On another note, I’m pursuing another passion of mine: the Apocalypse. I’ve read a fair few books on religion in the past five or six years, but only a few have really made their mark on my mind. One of those was Bart Ehrman’s God’s Problem, which explores three biblical explanations for the origins of evil and suffering. Theodicy isn’t an issue for me, but one of the three biblical approaches was rooted in what Ehrman calls apocalypticism, the idea that the world is a battlefield between spiritual forces of good and evil, and that miracles are manifestations of the power of these forces, and that one day a chosen one will win the ultimate victory for good. This part of the Zoroastrian religion influenced Judaism, and thus Christianity and Islam, and it’s one of the reasons people today are somewhat insane. While I knew the western religions had picked up dualism from Persia, I didn’t realize the Messiah bit was connected to that until I read Ehrman, and learning that threw a lot of light on a question that’s been bugging me since 2005 about Judaism’s evolution. Anyhoo, since reading God’s Problem, I’ve wanted to find out more, and so last week I purchased Jesus: Apocalyptic Prophet of the New Millennium, Ehrman’s portrayal of the historical Jesus as someone who believed that the world was ending the week after next. My hope is that he’ll expand on Apocalpyticism.

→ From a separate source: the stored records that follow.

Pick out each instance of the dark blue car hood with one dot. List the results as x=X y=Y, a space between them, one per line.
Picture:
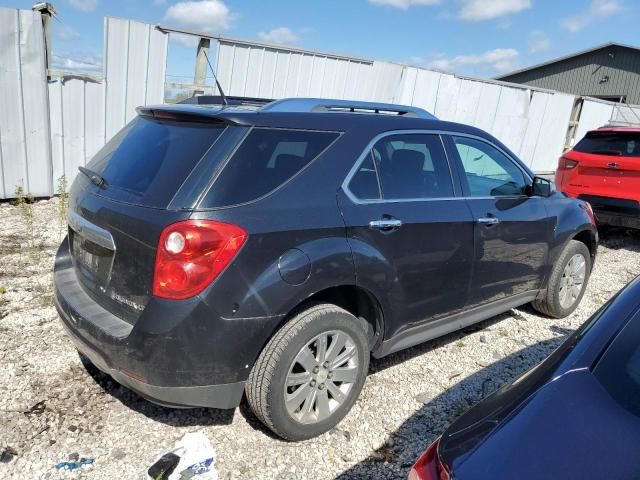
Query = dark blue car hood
x=569 y=429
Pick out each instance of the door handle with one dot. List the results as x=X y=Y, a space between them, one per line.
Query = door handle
x=488 y=221
x=386 y=224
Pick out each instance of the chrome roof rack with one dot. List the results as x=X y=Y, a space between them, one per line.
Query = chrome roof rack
x=308 y=105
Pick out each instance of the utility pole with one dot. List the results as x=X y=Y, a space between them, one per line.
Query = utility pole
x=201 y=66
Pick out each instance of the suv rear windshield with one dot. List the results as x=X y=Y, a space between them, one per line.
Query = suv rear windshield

Last this past week I read Up the River: Travels in a Prison Nation, by Joseph T. Hallman, in which Hallman gives a history of American penalism while traveling throughout the country and visiting its most pivotal prisons. One out of every one hundred Americans is in prison, which is quite a statistic: “the land of free” leads the world in incarceration, putting even police states like China to shame. Prisons are big business, and that’s the point of Hallman’s book. Whereas in the past prisons were thought to be “reformatories” that might fix crime, or at least a place of last resort, now they’re a source of revenue. Prisoners are captive consumers and cheap labor, and the enormous facilities that keep them isolated from society are the economic backbone of counties across the nation that have seen their industries move overseas for cheap labor of their own. Now prisoners are “clients”, and cities hope for their numbers to grow.